Resources and Contingent Resources In this Annual Report, Petrobank has disclosed estimated volumes of “contingent resources”. “Resources” are oil and gas volumes that are estimated to have originally existed in the earth’s crust as naturally occurring accumulations but are not capable of being classified as “reserves”. “Contingent resources” are those quantities of petroleum estimated, as of a given date, to be potentially recoverable from known accumulations using established technology or technology under development, but which are not currently considered to be commercially recoverable due to one or more contingencies. In respect of the May River project, contingencies include current uncertainties around the specific scope and timing of the development of the project; lack of regulatory approvals; uncertainty regarding marketing plans for production from the subject area; and need for improved estimation of project costs. Contingent resources do not constitute, and should not be confused with, reserves. There is no certainty that it will be commercially viable to produce any portion of the contingent resources on the May River property.

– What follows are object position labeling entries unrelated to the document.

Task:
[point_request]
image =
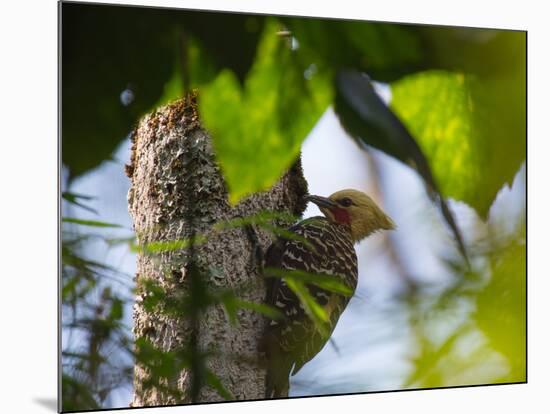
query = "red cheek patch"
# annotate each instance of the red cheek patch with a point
(341, 215)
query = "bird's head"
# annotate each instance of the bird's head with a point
(356, 209)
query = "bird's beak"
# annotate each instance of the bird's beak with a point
(322, 201)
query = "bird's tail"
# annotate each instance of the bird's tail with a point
(276, 380)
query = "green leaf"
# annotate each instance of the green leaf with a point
(266, 310)
(501, 309)
(257, 129)
(472, 147)
(93, 223)
(324, 281)
(74, 198)
(315, 312)
(384, 50)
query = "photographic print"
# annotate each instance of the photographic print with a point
(262, 207)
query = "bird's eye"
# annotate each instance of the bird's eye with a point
(346, 202)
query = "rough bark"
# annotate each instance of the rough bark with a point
(174, 175)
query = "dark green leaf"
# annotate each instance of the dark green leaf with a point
(315, 312)
(93, 223)
(214, 381)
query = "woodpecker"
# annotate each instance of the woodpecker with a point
(349, 216)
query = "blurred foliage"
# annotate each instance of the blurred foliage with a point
(97, 347)
(111, 50)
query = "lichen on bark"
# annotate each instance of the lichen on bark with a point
(174, 176)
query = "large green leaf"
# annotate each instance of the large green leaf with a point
(474, 144)
(501, 309)
(257, 129)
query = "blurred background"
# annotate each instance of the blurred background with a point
(420, 317)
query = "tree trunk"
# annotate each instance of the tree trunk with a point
(177, 191)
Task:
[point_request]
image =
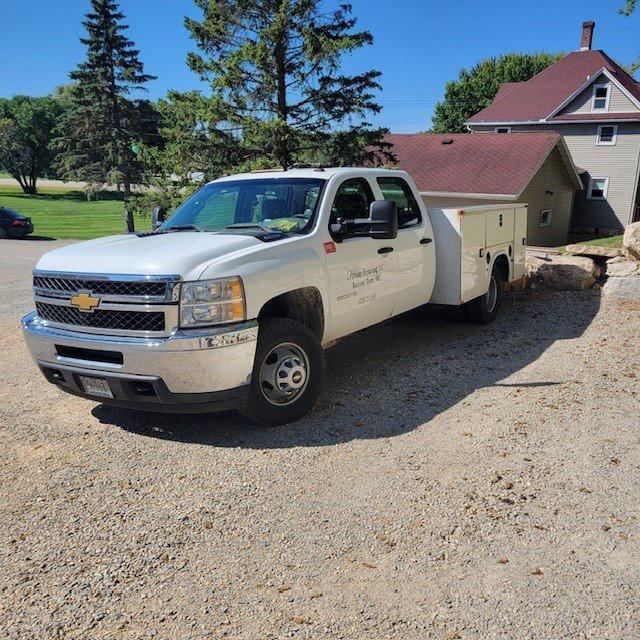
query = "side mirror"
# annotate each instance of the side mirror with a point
(158, 216)
(384, 220)
(382, 223)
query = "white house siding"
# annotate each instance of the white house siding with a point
(617, 101)
(553, 177)
(617, 162)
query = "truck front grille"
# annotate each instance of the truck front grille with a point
(101, 287)
(102, 318)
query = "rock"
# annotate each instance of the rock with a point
(622, 269)
(564, 273)
(631, 240)
(623, 288)
(598, 252)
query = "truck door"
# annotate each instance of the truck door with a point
(414, 246)
(362, 271)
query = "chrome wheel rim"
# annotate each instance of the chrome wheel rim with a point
(284, 374)
(492, 294)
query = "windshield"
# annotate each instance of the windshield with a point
(283, 204)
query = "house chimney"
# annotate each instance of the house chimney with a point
(587, 35)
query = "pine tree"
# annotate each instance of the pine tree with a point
(274, 71)
(99, 134)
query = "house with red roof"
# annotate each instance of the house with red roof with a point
(465, 169)
(594, 104)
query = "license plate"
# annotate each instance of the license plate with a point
(96, 387)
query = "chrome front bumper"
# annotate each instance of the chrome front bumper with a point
(196, 361)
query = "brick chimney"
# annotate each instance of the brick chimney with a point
(587, 35)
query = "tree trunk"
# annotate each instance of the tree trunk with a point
(282, 151)
(128, 214)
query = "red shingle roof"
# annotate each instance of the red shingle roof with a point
(537, 98)
(483, 163)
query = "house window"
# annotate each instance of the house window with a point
(598, 188)
(607, 134)
(600, 99)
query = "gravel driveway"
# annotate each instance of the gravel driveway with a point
(454, 482)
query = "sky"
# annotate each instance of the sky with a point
(419, 45)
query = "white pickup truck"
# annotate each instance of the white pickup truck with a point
(229, 302)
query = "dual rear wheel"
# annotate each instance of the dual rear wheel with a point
(289, 362)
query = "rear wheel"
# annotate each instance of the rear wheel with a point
(484, 310)
(287, 373)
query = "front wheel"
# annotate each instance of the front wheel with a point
(484, 310)
(287, 373)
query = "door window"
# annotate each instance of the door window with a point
(399, 191)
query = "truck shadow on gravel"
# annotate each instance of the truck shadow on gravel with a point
(389, 379)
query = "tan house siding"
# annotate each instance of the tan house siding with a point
(617, 162)
(552, 176)
(617, 101)
(441, 202)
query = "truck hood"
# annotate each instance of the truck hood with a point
(184, 253)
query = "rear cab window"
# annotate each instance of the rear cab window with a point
(397, 189)
(352, 200)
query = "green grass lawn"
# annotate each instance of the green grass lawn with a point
(610, 242)
(59, 213)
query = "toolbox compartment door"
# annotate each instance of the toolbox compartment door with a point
(500, 225)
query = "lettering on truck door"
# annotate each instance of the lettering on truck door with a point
(362, 272)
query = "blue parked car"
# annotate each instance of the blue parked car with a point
(13, 224)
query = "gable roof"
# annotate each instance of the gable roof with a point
(541, 97)
(498, 164)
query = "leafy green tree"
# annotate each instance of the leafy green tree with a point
(193, 149)
(628, 9)
(26, 130)
(274, 71)
(101, 130)
(476, 88)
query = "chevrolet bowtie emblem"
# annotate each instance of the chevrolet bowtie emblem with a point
(85, 302)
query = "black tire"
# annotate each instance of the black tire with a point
(305, 349)
(485, 309)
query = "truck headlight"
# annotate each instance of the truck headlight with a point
(207, 302)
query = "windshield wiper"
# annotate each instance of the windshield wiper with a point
(181, 227)
(245, 225)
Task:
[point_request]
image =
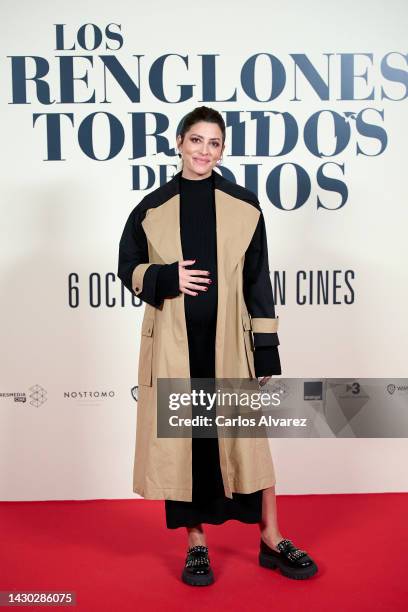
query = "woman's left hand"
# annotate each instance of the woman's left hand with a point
(263, 380)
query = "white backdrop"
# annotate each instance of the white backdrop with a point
(73, 437)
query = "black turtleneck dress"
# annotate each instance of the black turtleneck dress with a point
(198, 237)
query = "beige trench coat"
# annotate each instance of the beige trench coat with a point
(163, 466)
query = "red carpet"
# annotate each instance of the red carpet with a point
(118, 555)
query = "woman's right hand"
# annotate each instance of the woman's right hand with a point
(188, 278)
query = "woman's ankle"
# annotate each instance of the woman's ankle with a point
(196, 537)
(271, 538)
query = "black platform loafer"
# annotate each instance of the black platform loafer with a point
(197, 570)
(292, 562)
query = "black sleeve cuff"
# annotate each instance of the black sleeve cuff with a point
(267, 361)
(167, 282)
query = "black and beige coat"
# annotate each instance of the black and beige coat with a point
(246, 323)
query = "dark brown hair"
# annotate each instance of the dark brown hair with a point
(201, 113)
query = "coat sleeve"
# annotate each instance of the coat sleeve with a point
(151, 282)
(259, 300)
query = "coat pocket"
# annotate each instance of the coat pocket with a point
(249, 349)
(146, 353)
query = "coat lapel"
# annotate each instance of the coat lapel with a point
(235, 221)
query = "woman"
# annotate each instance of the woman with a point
(195, 251)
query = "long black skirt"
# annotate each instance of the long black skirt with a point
(209, 503)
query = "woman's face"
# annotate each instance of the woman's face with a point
(201, 149)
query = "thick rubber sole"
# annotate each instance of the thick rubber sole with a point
(198, 579)
(297, 574)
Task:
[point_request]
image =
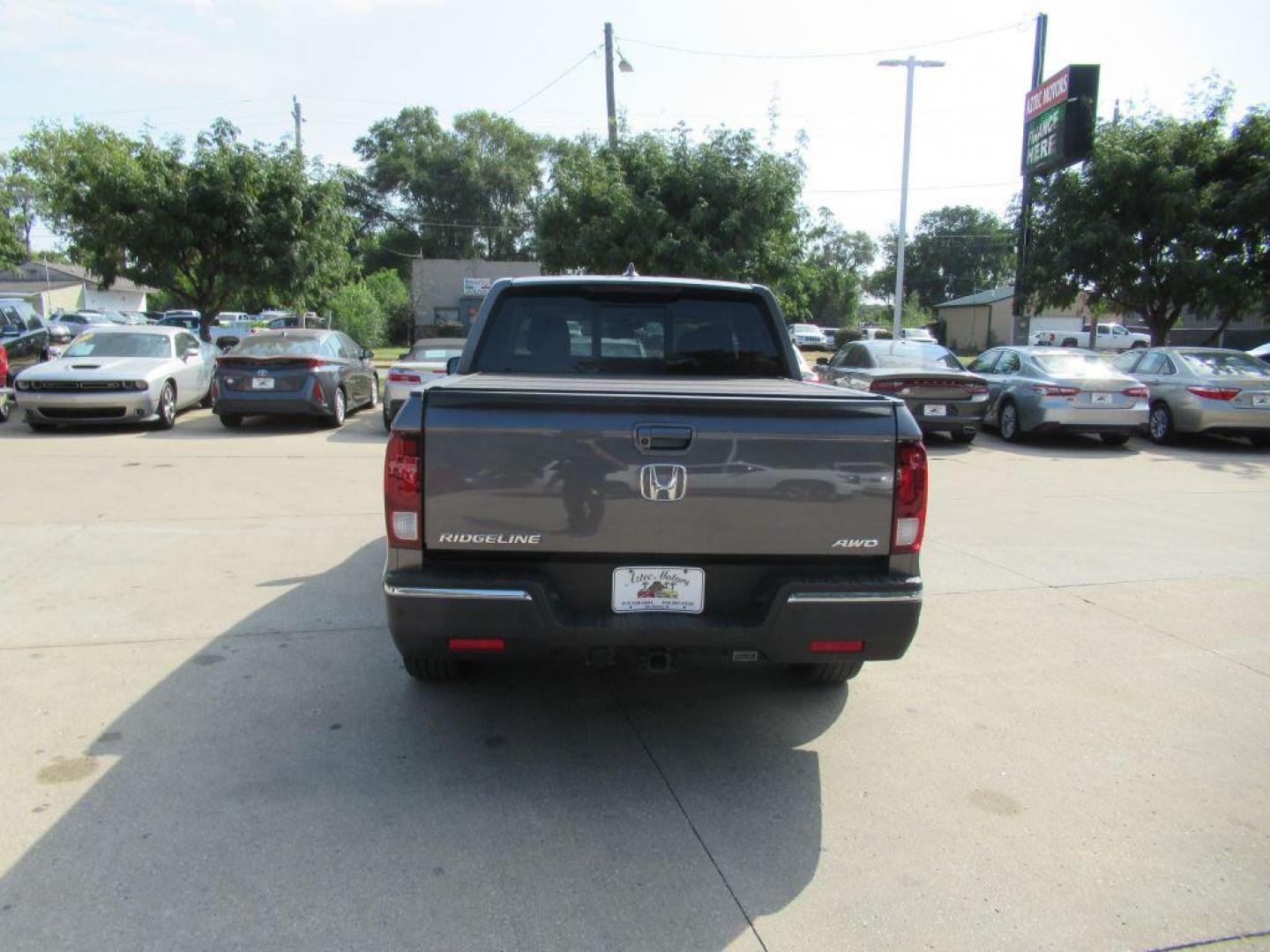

Possible Reserves Possible reserves are those additional reserves that are less certain to be recovered than probable reserves. There is a 10% probability that the quantities actually recovered will equal or exceed the sum of proved plus probable plus possible reserves.

Exploitable Oil-In-Place (EOIP) EOIP is the estimated discovered volume of oil, from known accumulations, before any production has been removed, which is contained in a subsurface stratigraphic interval that meets or exceeds certain reservoir characteristics considered necessary for the application of known recovery technologies. Examples of such reservoir characteristics include continuous net pay, porosity, and mass bitumen content. EOIP is a resources that does not constitute, and should not be confused with, reserves. There is no certainty that it will be commercially viable to produce any portion of the resource.

Petroleum Initially-In-Place (PIIP) The quantity of petroleum that is estimated to exist originally in naturally occurring accumulations. It includes that quantity of petroleum that is estimated, as of a given date, to be contained in known accumulations, prior to production, plus those estimated quantities in accumulations yet to be discovered.

BOE Disclosure provided herein in respect of boes may be misleading, particularly if used in isolation. A boe conversion ratio of 6 Mcf:1 bbl is based on an energy equivalency conversion method primarily applicable at the burner tip and does not represent an economic value at the wellhead.

Net Present Values (NPV) Estimated values of future net revenue disclosed in this Annual Report do not necessarily represent fair market values.